Le zaydisme est lui né plus tôt que le jafarisme, à l'époque du quatrième imam du chiisme duodécimain. C'est le courant le plus proche du sunnisme. Ce courant est lui né lors d'un conflit et d'émeutes aux environs des années 740-750.
Le dernier courant religieux, courant extrêmement majoritaire dans le monde et au Saog, est le sunnisme. Il est donc né lors de la scission avec le chiisme, comme expliqué précédemment. Les sunnites sont désignés comme les gens de la sunna, de la loi dans le monde. Leur majorité fait qu'on applique dans la plupart des pays la loi sunnite, comme dans notre pays. Le mot sunnisme vient de la sunna, qui est la ligne de conduite donnée par Mahommet, principal personnage pour les sunnites. On compte dans le sunnisme quatre écoles de pensées, qui divergent sur des questions de jurisprudence mais sont tout de mêmes unanimes sur le fondement des croyances (Coran et Sunna de Mahommet, pour les sunnites), contrairement aux chiites ou aux kharidjites. On appelle ses différentes écoles de droit les madhhab.
Le hanafisme, pratiqué par environ 15 % des sunnites Saogiens, est la plus ancienne des écoles. C'est l'école la plus libéralisme des quatre, car elle a recours à des méthodes comme l'analogie pour définir des règles non expliquées dans les textes premiers. Cette école est également assez éloigné des hadiths et de leur analyse, parfois jugés très importants notamment par certains courants extrêmes (c'est dans les hadith qu'on trouve certaines choses considérées comme extrêmes par certains).

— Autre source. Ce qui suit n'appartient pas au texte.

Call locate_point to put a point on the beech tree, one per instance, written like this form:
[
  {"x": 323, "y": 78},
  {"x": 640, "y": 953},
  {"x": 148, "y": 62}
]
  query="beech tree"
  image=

Abou Al-Tahawi, célèbre juriste Saogien identifié comme hanafite, a publié à de nombreuses reprises sur le hanafisme et ses spécificités, dans des ouvrages jugés intéressants et ayant de nombreuses fois été étudiés par d'autres branches du sunnisme, dans des conférences ou des lieux de réunion entre juristes musulmans.
L'école chaféite, aujourd'hui minoritaire au Saog (5 % des sunnites environ), est une école mêlant le hanafisme et le malékisme. Celle-ci valorise également la sunna, mais écarte l'opinion personnelle, préférant celle des savants qui l'emporte sur celle des autres. Cette école a peu de divergences avec le malékisme. Le chaféisme intègre également comme sixième source par ordre d'importance l'istishab (recherche de connexion entre les situations), derrière le raisonnement par analogie, à contrario des autres écoles qui n'intègrent pas l'istishab. Cette école a été fondée aux alentours des années 800, dans le Sud du Maghreb.

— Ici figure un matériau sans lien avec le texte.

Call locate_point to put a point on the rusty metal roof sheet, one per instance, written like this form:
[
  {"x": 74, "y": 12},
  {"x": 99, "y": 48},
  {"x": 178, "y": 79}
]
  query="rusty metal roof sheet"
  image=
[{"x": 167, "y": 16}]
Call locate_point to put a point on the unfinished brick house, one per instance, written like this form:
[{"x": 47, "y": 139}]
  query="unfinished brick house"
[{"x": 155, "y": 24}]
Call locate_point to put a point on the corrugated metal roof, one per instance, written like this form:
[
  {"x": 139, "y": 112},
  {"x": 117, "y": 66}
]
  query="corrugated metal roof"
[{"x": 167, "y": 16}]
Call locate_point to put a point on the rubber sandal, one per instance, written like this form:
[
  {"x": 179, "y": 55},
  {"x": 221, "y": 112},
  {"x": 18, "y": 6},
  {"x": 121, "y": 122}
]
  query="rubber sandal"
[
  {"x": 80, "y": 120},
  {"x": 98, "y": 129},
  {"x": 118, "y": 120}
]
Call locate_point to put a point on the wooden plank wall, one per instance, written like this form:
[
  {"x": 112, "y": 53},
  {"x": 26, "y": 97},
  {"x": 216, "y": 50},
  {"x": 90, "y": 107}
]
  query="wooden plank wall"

La troisième école, le malékisme ou malikisme, est pratiquée par 40 % des sunnites Saogiens et est aujourd'hui fortement répandue dans le monde arabe et musulman en général. Cette école donne de l'importance aux coutumes appliqués à Médine, ville sainte de l'islam, au moment ou le Prophète Mahomet y a vécu. Elle utilise donc comme source l'Amal ahl al-medina, qui correspond aux pratiques des habitants de Médine, et l'attribue au fiqh (source de la jurisprudence). Cette école de pensée, fondée par l'imam Malik aux alentours des années 730. L'Amal ahl al-medina est placée en troisième source, derrière le coran et la Sunna. Récemment, le malékisme a fait une importante poussée au Saog, convertissant de nombreux hanafites. Les minorités musulmanes d'Orient sont pour la plupart identifiées comme malikites.

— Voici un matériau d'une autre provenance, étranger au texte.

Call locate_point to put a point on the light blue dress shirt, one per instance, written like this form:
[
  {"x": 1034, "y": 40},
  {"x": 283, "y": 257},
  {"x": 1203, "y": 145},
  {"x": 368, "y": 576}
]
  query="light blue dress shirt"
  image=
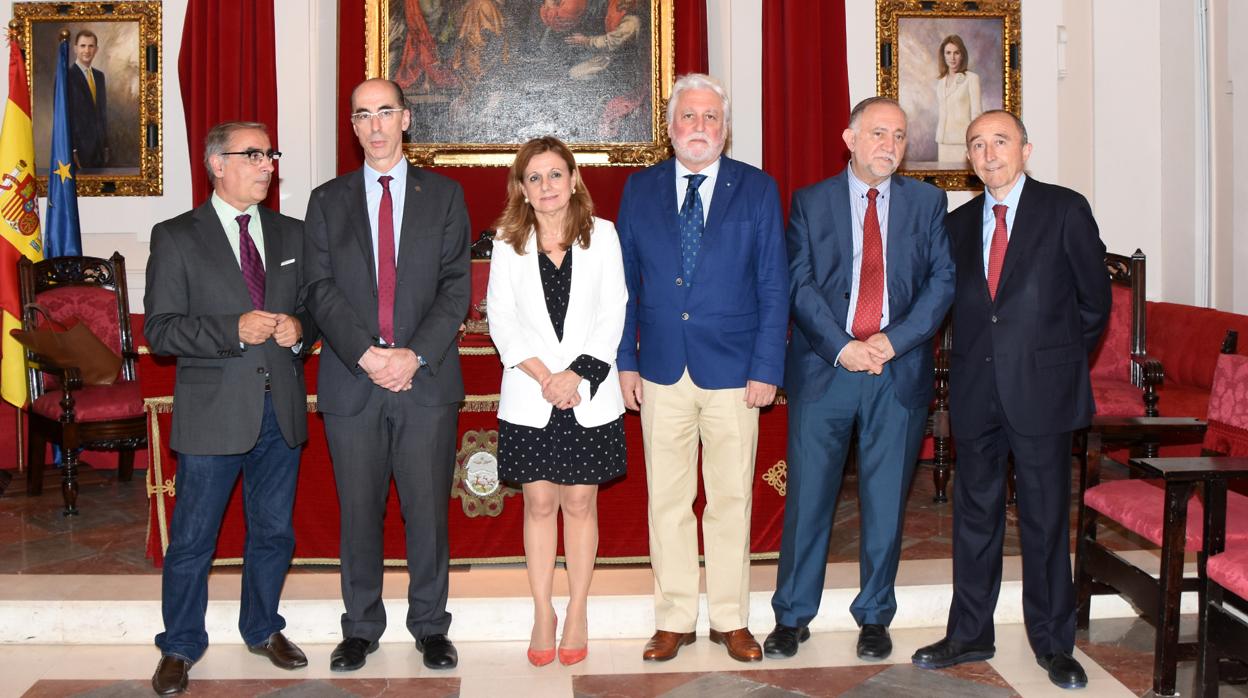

La dernière école de pensée, pratiquée par 45 % des Saogiens et donc majoritaire dans notre pays (seul pays du monde), est le hanbalisme, école traditionaliste du sunnisme, l'école la plus dure et donnant naissance à de nombreux groupes islamistes et au salafisme. Cette école aux allures extrêmement conservatrices, a été fondée par un élève d'As-Shâfi'î, fondateur du chaféisme. Aux premiers temps de cette école, elle fût beaucoup critiquée en raison des violences exercées par ses fidels contre les pratiquants des autres écoles accusés de commettre des péchés. Les hanbalites accordent une certaine importance aux hadiths. Aujourd'hui, le pays pratique le hanbalisme avec quelques particularités, faisant de cette école de pensée une école extrémiste, donnant naissances aux lois en pratique comme la décapitation ou le fouet.